The beaches and downtown Del Mar will be the main areas of focus. The city is spending $22,000 to hire deputies a couple of times a week for enforcement. The pilot program is currently set to run through November.

Del Mar Deputy Mayor Terry Gaasterland was the lone "no" vote.

"If Del Mar develops a reputation for, 'Hey you go to Del Mar you’ll get a ticket you have to pay that $1,000 fine,' — that could have negative consequences if we’re the only ones doing it," Gaasterland said.

Deputies Stepping Up COVID-19 Enforcement Part of Del Mar Pilot Program

Gaasterland worries taking an aggressive enforcement posture will keep people out of the city.

"A potential negative effect on our businesses," she said.

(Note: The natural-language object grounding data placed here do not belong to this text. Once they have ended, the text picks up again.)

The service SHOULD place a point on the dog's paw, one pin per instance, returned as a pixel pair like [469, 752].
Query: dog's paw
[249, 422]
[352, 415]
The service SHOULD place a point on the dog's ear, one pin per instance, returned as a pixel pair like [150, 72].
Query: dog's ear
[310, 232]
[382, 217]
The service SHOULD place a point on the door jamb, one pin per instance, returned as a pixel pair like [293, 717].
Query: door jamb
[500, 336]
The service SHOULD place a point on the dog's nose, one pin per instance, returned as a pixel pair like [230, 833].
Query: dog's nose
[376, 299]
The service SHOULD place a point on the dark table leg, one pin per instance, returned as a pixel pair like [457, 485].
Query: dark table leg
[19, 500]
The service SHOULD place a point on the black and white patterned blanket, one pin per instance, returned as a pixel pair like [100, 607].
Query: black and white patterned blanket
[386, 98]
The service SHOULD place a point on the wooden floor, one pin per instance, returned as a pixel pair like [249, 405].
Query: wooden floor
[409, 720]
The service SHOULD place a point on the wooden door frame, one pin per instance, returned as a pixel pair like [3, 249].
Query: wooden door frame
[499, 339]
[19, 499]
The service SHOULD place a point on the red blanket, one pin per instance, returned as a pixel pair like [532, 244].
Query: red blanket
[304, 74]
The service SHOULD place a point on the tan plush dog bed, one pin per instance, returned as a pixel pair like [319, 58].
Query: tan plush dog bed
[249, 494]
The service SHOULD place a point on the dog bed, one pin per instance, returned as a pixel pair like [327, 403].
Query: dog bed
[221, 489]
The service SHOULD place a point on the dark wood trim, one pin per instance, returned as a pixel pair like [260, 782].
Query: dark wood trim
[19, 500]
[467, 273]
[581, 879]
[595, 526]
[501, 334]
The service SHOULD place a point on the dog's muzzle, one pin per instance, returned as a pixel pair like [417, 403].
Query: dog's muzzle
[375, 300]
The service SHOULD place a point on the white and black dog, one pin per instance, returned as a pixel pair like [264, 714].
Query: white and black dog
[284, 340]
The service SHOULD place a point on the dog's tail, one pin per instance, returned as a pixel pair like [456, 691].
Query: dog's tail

Others, like Haviland, believe it could have a positive effect

"I think our businesses will appreciate the support and the desire that our council has to keep the community safe," she said. "Because when people feel safe here, they’ll go out of their homes to the businesses, to the restaurants."

The idea is to focus enforcement on face coverings, but deputies can issue citations for any violations under state and county orders, which carry up to a $1,000 fine and or up to 90 days in jail.

The deputies will strive for voluntary compliance first, and officials said most people will put on a face covering when asked to.

Part of the pilot program's $22,000 price tag includes more signage on face coverings to be posted around the city.